Workshop Retrospective - 3D Reconstruction of objects and scenes¶

Workshop goals

Reconstructing objects

Input

Results - Point clouds

Evaluation

Reflection on model-based approach

Different use cases

Installation of Mast3r and usage of Dune

Workshop goals¶

✔️ Reconstruct small 3D objects using various methods.

❌ Reconstruct a room or a larger outdoor scene using various methods.

✔️ Compare results from different devices and techniques.

✔️ Reflect on the effectiveness of traditional versus model-based methods.

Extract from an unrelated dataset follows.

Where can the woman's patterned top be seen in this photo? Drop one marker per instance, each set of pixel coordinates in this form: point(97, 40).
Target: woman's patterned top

Unfortunately, we were unable to gather a larger dataset of a room or outdoor scene in time for the workshop. We therefore focused on evaluating these model-based approaches using a small dataset of a teddy bear figurine.

Reconstructing objects¶

Input¶

The following images were captured using a Samsung Galaxy S23 in professional mode (allowing manual setting of focus, etc.).

Input images

Results - Point clouds¶

The following point clouds were rendered in Blender 4.4 with equally sized point primitives and global lighting to make qualitative comparison easier.

Point clouds

Tool/Method	0°	90°	180°	270°	No. of points
Colmap Apr 7, 2016					20 728
Dust3r 21 Dec 2023					451 620
Mast3r 14 Jun 2024					157 807
Spann3r 28 Aug 2024					19 552
VGGT 14 Mar 2025 at CVPR					301 823
Dune 18 Mar 2025 at CVPR					504 990
Polycam Online service					301 823

Evaluation¶

Colmap: The SfM tool of choice of many scientific papers in the 3D reconstruction space seems to struggle with the rather small number of images. The entire back-side of the figurine was not reconstructed. That being said, the comparatively small number of points do a good job of capturing the entire front side of the figurine. Comparing this to the result achieved with Spann3r (which contains slightly fewer points), Colmap seems to have points distributed across a larger surface area, making the original object easier to discern.
Dust3r: This point cloud contains the second-highest number of points achieving an impressively detailed and complete reconstruction. Interestingly, a lot of the black fabric in the background seems to have been reconstructed as well - albeit, poorly (likely greatly contributing to the high point count). Furthermore, there seem to be sets of points that are floating off to the side relative to their correct position - even though most other points that make up that area are correctly placed.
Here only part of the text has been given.